ST. GEORGE — To recognize those who died in the Japanese attack on Pearl Harbor, the American Legion will host a mostly silent wreath-laying ceremony at St. George’s Tonaquint Cemetery on Thursday at 10:48 a.m. — the exact time of the attack 82 years ago.
The public is invited to attend and witness the ceremony.
“In the aftermath of Pearl Harbor, the resolve of Americans was tested — not only in the highest ranks for the military and government, but all the way down to the everyday citizen,” Marti Bigbie, Area 4 Commander of the American Legion, said in a news release issued by the city of St. George. “We will gather to honor those who lost their lives that day, and to recall their courage and sacrifice.”
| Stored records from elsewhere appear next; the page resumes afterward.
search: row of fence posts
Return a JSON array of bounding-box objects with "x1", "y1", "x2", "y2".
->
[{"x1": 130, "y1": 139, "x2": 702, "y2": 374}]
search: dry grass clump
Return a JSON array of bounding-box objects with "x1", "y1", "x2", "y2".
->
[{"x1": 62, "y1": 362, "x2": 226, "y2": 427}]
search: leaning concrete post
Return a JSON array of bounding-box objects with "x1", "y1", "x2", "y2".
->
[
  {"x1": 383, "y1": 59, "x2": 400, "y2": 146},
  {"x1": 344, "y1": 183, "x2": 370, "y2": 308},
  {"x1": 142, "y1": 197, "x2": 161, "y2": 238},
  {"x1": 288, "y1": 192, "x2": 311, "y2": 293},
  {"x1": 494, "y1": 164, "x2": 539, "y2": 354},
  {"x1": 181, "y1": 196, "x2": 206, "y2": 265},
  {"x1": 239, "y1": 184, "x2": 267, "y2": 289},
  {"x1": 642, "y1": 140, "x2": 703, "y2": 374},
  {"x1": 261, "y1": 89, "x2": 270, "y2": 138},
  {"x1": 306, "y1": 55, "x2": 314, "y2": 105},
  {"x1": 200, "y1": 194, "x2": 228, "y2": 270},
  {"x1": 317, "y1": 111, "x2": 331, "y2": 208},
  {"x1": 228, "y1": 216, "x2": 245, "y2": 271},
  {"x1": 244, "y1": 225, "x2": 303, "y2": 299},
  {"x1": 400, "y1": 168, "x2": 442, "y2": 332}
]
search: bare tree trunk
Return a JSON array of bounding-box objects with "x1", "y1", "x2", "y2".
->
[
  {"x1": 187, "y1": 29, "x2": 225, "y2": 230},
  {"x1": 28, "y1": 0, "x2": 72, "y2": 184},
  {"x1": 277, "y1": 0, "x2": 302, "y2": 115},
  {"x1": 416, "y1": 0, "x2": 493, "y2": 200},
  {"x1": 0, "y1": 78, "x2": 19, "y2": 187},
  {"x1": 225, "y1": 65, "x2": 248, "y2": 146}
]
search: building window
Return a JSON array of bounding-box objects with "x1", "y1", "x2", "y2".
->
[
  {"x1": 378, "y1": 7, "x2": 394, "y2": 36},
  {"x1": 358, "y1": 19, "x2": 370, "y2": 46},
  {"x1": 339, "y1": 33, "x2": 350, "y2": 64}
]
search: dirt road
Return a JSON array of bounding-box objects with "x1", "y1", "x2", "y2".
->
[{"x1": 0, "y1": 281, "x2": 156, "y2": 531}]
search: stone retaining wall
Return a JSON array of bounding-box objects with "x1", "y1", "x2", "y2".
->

Described by President Franklin D. Roosevelt as, “a date which will live in infamy,” Japan’s attack on Pearl Harbor on Dec. 7, 1941, plunged America into World War II. The losses were devastating. It was a tragedy that left 2,403 killed and 1,178 wounded, along with four American battleships sunk and nearly 350 aircraft damaged or destroyed.
Those who fought back demonstrated the resolve and character that would come to embody U.S. service members of the Greatest Generation. Fifteen Medals of Honor were awarded, as well as 51 Navy Crosses and 53 Silver Stars.
For the United States, World War II had begun. The fate of the free world hung in the balance during what Roosevelt called “the mighty endeavor.”
The war touched every American. Towns throughout the United States sent their young men to battle worldwide to fight a tenacious enemy.
Americans faced combat in the fetid jungles of Guadalcanal and New Guinea, the mud and mountains of Italy, the palm-tree-laden nightmare of Tarawa, the beaches of Normandy and sulfuric sands of Iwo Jima. Allied forces actively fought for 44 months before securing the unconditional surrenders of Axis forces Italy, Germany and Japan.
While there are no known Pearl Harbor survivors living in St. George, veterans from several different branches of military service from throughout the community will participate in a wreath-laying ceremony.
About the American Legion
The American Legion was chartered and incorporated by Congress in 1919 as a patriotic veterans organization devoted to mutual helpfulness. It is the nation’s largest wartime veterans service organization, committed to mentoring youth and sponsorship of wholesome programs in our communities, advocating patriotism and honor, promoting strong national security, and continued devotion to our fellow service members and veterans.